Résultat, les otages ont été plus ou moins oubliés du public jusqu'en 2009, quand les ravisseurs ont livré les cadavres des trois premiers gardes du corps à l'ambassade du Royaume-Uni.

Le révérend britannique Andrew White, qui habitait le complexe sécurisé de GardaWorld à Bagdad, soutient avoir participé aux négociations avec les ravisseurs. Selon lui, 700 000$ ont été dépensés dans la première année de l'enlèvement pour rencontrer les milices. «Nous n'avons pas pu demander aux gens de soutenir ces initiatives - tout est fait en secret, et seulement quelques personnes prient pour nous», a-t-il écrit en mai 2008 dans une «note spirituelle» retranscrite dans son livre, Vicar of Bagdad.
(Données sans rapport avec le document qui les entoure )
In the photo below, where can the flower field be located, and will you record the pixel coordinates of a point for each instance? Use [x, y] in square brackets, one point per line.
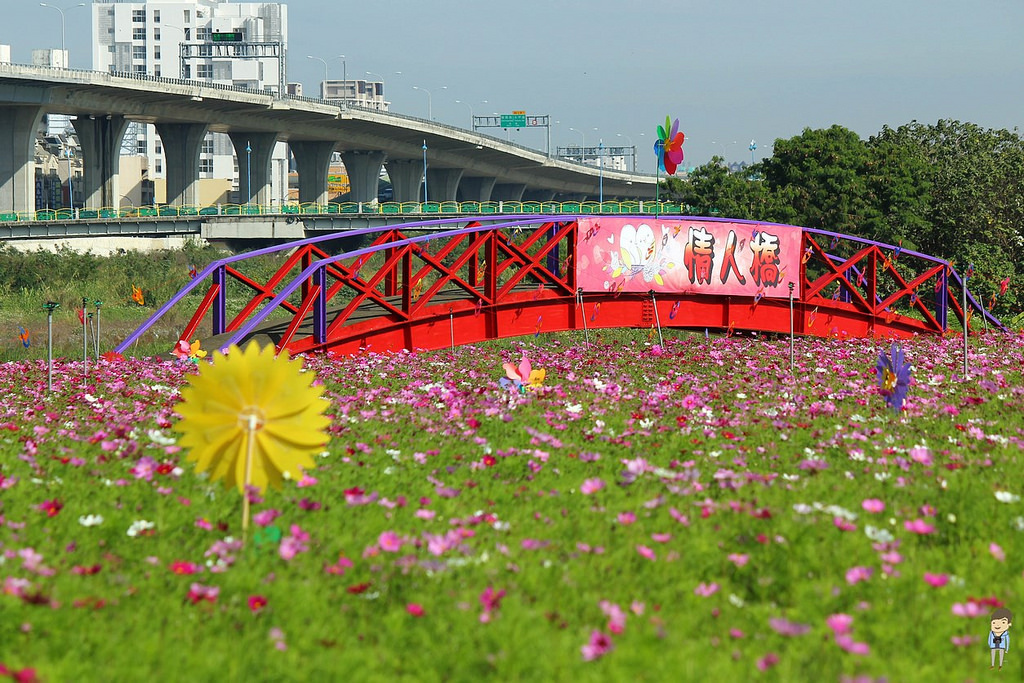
[686, 512]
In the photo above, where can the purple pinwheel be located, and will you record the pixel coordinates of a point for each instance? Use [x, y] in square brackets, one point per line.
[894, 377]
[669, 146]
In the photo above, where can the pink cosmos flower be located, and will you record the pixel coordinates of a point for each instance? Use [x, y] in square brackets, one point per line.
[199, 592]
[840, 624]
[786, 628]
[847, 643]
[389, 542]
[767, 662]
[706, 590]
[920, 526]
[739, 559]
[598, 645]
[857, 574]
[872, 505]
[256, 603]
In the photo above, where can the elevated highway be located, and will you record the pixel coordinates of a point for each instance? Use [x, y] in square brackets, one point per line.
[461, 164]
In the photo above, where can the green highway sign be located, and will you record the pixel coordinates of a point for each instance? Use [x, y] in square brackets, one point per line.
[513, 120]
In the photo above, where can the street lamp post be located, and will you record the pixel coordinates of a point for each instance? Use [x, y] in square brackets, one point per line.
[583, 145]
[632, 148]
[62, 50]
[424, 171]
[249, 175]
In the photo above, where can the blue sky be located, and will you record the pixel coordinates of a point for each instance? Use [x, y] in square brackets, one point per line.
[731, 71]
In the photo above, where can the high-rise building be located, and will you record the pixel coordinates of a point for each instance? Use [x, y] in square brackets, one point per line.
[243, 44]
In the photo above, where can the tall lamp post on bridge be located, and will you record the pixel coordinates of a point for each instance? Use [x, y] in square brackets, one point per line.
[249, 175]
[633, 150]
[425, 171]
[64, 51]
[583, 145]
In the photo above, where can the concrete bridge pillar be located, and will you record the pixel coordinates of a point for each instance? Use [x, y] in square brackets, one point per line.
[182, 142]
[17, 157]
[539, 196]
[254, 167]
[477, 189]
[508, 191]
[442, 183]
[313, 160]
[407, 178]
[364, 170]
[100, 139]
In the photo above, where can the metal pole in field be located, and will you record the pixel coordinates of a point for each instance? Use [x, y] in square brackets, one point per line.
[965, 327]
[793, 371]
[657, 318]
[85, 342]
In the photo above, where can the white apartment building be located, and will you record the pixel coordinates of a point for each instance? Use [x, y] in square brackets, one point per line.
[242, 44]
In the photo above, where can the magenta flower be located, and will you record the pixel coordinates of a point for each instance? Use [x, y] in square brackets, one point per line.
[786, 628]
[646, 553]
[840, 624]
[706, 590]
[872, 505]
[920, 526]
[598, 645]
[857, 574]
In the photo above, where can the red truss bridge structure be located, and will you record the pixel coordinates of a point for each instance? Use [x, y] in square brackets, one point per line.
[435, 284]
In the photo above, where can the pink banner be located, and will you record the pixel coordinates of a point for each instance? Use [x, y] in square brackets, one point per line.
[628, 254]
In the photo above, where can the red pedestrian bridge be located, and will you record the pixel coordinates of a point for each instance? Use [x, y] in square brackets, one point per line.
[446, 282]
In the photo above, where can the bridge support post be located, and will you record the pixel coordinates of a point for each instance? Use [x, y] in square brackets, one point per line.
[254, 167]
[100, 138]
[313, 159]
[364, 170]
[182, 142]
[476, 189]
[508, 191]
[443, 183]
[407, 178]
[17, 157]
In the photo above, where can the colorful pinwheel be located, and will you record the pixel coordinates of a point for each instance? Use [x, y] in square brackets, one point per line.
[894, 377]
[669, 146]
[522, 378]
[136, 295]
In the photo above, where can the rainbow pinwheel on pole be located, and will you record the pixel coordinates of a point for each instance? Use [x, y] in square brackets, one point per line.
[894, 377]
[669, 150]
«Dimanche, j'ai eu une rencontre secrète à l'église avec des gens de l'Iran. Cela a coûté 50 000$ juste pour organiser cette rencontre. C'était difficile, mais au moins nous avons maintenant des demandes claires, l'une d'entre elles étant de rendre l'affaire publique et de parler aux médias. Bien qu'il n'y ait pas de demande de rançon, les Affaires étrangères et GardaWorld voulaient garder le silence.»

Une porte-parole de Garda explique que l'entreprise n'a fait qu'observer la stratégie de Londres, qui préférait ne pas ébruiter l'affaire «afin de mieux protéger les otages».

«Un rendement terrible»

Stéphan Crétier soutient que les quatre gardes du corps «ont été tués d'une balle dans la tête dans les premières journées» de leur captivité.

Pourtant, M. Moore assure avoir été en contact avec les gardes du corps pendant les six premiers mois de sa détention.

Les otages avaient d'ailleurs eu le temps de discuter de ce qui les avait poussés à s'aventurer dans le chaos irakien. «Tous ont admis être allés en Irak pour l'argent», se rappelle M. Moore.

Sur son site, GardaWorld offre 172 livres (environ 272dollars) par jour à d'anciens soldats prêts à travailler en Irak. Presque tous sont britanniques; ils sont recrutés à Hereford, petite ville située non loin de la base des SAS, les forces spéciales de Sa Majesté.

Peu après s'être entretenu avec La Presse, Peter Moore a expédié une lettre d'avocat au siège social de Garda, à Montréal, dans laquelle il somme M. Crétier de corriger ses propos «inexacts et trompeurs».

«La conclusion, c'est que quatre des cinq otages britanniques sont morts. C'est un rendement terrible, 80% d'échec, peste l'ancien otage. Les gens disent qu'ils ont tous travaillé très fort, et je n'en doute pas. La question est: dans quel but ont-ils travaillé fort? Il semble que la réponse soit: pour protéger l'image de GardaWorld.»